Salió a descubierto atravesando la linde del bosque, acercándose con pasos cada vez más cortos, pues el dolor se hacía más insoportable. Tuvo que encorvarse sujetándose con ambas manos el abdomen, allí donde el cuchillo del soldado imperial la había herido, ahí donde sus ropas más rojas estaban.
Una mujer, que estaba agachada cortando hierbas en un huerto junto a la casa se aupó y se quedó petrificada al verla acercarse. Salió de la verja de madera que separaba el camino del huerto y se quedó mirando hacia ella, entonces la reconoció.

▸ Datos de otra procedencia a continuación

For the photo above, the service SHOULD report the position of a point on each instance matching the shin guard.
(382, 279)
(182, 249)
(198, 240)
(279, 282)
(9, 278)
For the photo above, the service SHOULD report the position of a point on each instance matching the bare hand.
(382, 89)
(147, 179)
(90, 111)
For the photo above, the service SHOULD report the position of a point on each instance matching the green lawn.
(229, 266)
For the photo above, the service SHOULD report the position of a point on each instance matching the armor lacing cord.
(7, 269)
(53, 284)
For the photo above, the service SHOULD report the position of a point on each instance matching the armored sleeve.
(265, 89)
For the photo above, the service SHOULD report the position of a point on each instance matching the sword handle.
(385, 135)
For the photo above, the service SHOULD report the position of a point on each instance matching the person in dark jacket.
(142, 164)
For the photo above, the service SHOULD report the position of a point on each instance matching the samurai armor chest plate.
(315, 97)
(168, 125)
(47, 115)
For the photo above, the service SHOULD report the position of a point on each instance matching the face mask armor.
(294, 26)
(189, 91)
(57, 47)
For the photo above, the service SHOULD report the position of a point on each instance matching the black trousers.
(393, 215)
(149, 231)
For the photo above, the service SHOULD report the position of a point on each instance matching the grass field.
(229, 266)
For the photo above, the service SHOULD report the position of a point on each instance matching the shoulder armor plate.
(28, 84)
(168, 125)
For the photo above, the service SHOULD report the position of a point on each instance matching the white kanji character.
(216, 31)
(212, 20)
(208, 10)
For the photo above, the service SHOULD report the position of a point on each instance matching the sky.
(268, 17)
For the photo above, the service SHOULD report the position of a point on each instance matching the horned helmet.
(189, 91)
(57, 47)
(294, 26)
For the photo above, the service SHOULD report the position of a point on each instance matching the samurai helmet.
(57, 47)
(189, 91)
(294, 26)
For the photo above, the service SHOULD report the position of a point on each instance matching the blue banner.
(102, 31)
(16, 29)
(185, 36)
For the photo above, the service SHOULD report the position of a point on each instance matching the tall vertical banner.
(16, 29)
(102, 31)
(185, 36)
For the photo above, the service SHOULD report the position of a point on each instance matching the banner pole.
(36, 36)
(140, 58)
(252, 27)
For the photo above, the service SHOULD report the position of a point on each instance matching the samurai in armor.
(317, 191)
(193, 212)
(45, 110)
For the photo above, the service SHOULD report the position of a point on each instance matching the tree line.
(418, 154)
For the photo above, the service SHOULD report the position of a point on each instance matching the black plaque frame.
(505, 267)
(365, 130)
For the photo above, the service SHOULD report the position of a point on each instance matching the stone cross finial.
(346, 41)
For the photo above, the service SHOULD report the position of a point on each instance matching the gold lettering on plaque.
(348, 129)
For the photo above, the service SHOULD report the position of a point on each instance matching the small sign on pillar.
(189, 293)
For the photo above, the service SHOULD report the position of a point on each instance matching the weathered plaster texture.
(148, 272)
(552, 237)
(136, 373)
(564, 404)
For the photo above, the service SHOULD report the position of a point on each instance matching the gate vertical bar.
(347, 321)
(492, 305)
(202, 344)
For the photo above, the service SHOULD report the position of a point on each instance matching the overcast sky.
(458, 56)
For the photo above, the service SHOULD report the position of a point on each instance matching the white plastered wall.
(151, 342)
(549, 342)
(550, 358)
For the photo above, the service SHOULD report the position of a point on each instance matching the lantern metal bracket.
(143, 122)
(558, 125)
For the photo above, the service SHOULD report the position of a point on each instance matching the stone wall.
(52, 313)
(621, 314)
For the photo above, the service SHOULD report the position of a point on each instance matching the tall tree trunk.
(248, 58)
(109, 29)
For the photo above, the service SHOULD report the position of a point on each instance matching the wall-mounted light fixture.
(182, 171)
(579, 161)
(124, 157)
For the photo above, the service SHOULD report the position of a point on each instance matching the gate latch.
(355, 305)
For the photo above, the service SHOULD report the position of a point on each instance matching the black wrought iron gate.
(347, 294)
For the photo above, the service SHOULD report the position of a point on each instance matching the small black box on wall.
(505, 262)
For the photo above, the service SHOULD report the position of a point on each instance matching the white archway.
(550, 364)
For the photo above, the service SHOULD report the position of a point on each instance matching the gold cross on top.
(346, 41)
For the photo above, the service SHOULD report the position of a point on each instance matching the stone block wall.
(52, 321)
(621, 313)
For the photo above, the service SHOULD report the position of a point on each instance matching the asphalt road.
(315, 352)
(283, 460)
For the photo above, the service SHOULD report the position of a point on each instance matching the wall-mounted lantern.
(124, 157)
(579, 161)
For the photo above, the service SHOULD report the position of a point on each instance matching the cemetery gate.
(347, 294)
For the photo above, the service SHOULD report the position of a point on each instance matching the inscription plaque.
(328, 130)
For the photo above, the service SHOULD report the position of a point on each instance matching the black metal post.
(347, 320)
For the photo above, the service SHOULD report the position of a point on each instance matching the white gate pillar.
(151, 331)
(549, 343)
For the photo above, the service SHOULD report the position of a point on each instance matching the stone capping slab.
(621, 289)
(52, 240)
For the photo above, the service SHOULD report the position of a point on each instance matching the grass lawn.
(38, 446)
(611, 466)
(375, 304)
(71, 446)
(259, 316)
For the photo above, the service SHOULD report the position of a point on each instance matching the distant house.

—¿Ilidiel? –preguntó en voz alta desde la lejanía sin soltar la cesta de hierbas que sujetaba junto a su cintura.
Con gran esfuerzo alzó la cabeza, lo había conseguido, pero ya no tenía más fuerzas. Sonrió desde la distancia para acto seguido caer de bruces al suelo boca abajo y perdiendo el conocimiento.
Abrió los ojos a causa de la luz que pasaba a través de sus párpados, Dáriel le daba los buenos días. Su frente estaba fría y húmeda a causa de la gasa que la cubría. Giró la cabeza de un lado a otro intentando reconocer el lugar en el que se encontraba. Muchos años había pasado ya desde que abandonara aquella cabaña, pero su cuarto seguía tal cual lo dejó, incluso la muñeca de trapo que su padre había fabricado para ella seguía sentada en una repisa de madera cerca de la ventana.
Intentó sentarse, pero enseguida notó como su cuerpo se movía torpemente a causa del vendaje que le cubría desde la cintura hasta el pecho. No había rastro de sangre, las telas que se habían usado para curarla estaban impolutas. Con gran esfuerzo logró sentarse en el lecho y se acomodó como pudo para apoyar su espalda en el cabecero, cosa que le hizo sentir un pinchazo agudo de dolor en el costado. El cuarto comenzaba a calentarse, aunque ella no pudo evitar sentir frío, quizá por el estado en el que se encontraba. Así pues, agarró la manta de lana y se tapó casi hasta el cuello, agarrando con fuerza el borde de la misma.
La puerta de la humilde habitación se abrió de pronto, dejando ver en el umbral un rostro que conocía bastante bien. Después de tantos años, no pudo evitar dedicarle una sonrisa.
—¡Has despertado! –gritó de alegría una mujer de cabellos rojos como el fuego. —¡Rommina, a prisa! ¡Ha despertado!